If there's one thing I can say as an information junkie, the more I know, the crazier I feel. For that reason, I truly understand why so many people choose to "tune out" and remain willfully ignorant: it's just easier to sleep at night. But while you're insulating yourself from all the injustice, political madness, war, crime and devastation of the world, you're also missing out on the good stuff: opportunities to experience the disparate and amazing aspects of our shared humanity.
We seem to have entered into a period of time in which the erosion of empathy and compassion has left many seemingly unable and unwilling to even try to understand the lives, actions and worth of people different from themselves. We fear the things we don't understand, yet we have little interest in lessening our fear by increasing our understanding. This trend scares the shit out of me.

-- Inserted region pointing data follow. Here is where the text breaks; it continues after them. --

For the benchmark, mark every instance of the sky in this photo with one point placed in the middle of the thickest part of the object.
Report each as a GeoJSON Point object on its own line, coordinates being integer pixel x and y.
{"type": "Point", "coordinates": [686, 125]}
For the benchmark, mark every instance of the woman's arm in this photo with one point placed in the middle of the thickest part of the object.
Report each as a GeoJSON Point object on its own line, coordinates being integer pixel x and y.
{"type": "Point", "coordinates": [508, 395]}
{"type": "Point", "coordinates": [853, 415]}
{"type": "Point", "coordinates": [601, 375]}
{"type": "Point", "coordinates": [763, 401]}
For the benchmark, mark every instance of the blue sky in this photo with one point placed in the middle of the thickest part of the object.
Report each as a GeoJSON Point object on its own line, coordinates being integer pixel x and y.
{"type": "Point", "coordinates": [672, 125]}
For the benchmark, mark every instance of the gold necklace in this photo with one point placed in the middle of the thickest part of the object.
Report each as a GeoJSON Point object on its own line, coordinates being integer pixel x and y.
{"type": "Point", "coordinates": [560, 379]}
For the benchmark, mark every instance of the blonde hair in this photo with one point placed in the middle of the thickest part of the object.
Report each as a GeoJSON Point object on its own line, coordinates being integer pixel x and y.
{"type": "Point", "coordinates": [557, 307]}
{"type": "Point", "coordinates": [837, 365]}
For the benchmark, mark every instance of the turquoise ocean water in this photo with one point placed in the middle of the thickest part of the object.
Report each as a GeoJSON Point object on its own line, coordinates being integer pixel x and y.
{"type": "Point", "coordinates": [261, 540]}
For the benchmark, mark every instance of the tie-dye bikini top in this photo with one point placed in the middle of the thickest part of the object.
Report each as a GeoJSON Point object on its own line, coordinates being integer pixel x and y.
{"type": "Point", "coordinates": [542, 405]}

So that's why I faithfully listen to the following eight podcasts. They're amazing sources of information, exceptionally entertaining and well-produced. Listen to them for yourself.
When I tell people my favorite podcasts is about design and architecture, I can usually see their eyes glazing over before I even finish the word "architecture." But that's their loss because damn it if every single episode isn't fantastic. This podcast will make you start really noticing and appreciating things in your everyday life you normally take for granted. And since noticing and appreciating things in your everyday life you normally take for granted is probably the key to becoming a better person, this podcast might even change your life.
Life of the Law
A disturbingly large number of U.S. citizens seem content to glean most/all of their criminal justice knowledge from Law & Order reruns. Look: I know that Mariska Hargitay would never lie to you, but she simply doesn't have all the answers. Considering the United States has the highest incarceration rate in the world, you owe it to yourself to be more curious about our country's legal system. Every episode of Life of the Law is insightful, fascinating and frequently infuriating.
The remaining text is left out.